几乎是在话音落下的瞬间,他就已经顺着那条思路往下推演了一遍。
逻辑成立,方向正确,唯一的问题只剩下一个——现实可行性。
他皱着眉,手指在桌面轻轻敲了两下:
“原理我明白,可问题是,这种东西现在并不常见。
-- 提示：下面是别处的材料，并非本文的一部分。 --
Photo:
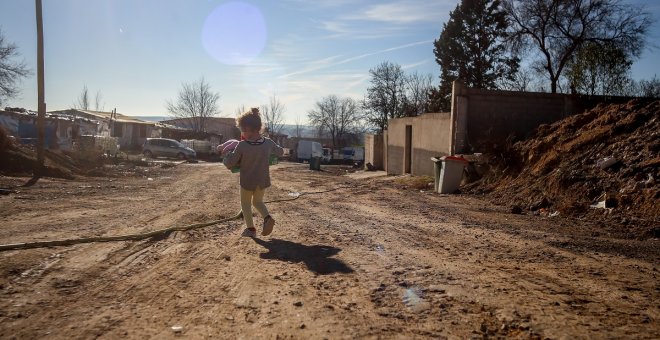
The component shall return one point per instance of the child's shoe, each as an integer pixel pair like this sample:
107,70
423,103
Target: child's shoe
269,223
250,232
懂的人少,能分辨的人更少,更别说还要在技术上动手脚。你确定能做到?”
这句话并不是质疑,而是职业本能。
许忠义看了他一眼,没有解释,也没有保证,只是很淡地笑了笑,那表情像是在说一件再寻常不过的小事。
“你现在不需要懂这些。”
他说,“回去,把家里稳住。只要你们不乱,这盘棋就翻不了桌。”
余则成盯着他看了两秒,最终还是点头。
他很清楚,既然许忠义敢接下这件事,就不会是空口白话。
离开前,他只说了一句:“我等你的消息。”
门关上之后,办公室里重新恢复安静。
许忠义没有立刻行动,而是坐回原位,把整条线在脑子里重新拆了一遍。
关键点不在翠平,不在余则成,甚至不在那个女探子本身,而在“证据”这两个字上。
要毁掉一份证据,最好的方式不是否认内容,而是让它本身站不住脚。
他需要一段“可被验证存在剪辑痕迹”的录音,而且必须和情报站内部的人物产生关联。
张远,这个名字很自然地浮了出来。
李涯死后,这个人被推到了台前,既新,又不够干净;既被信任,又缺乏根基。只要牵扯上他,后续的解释空间就会被无限放大。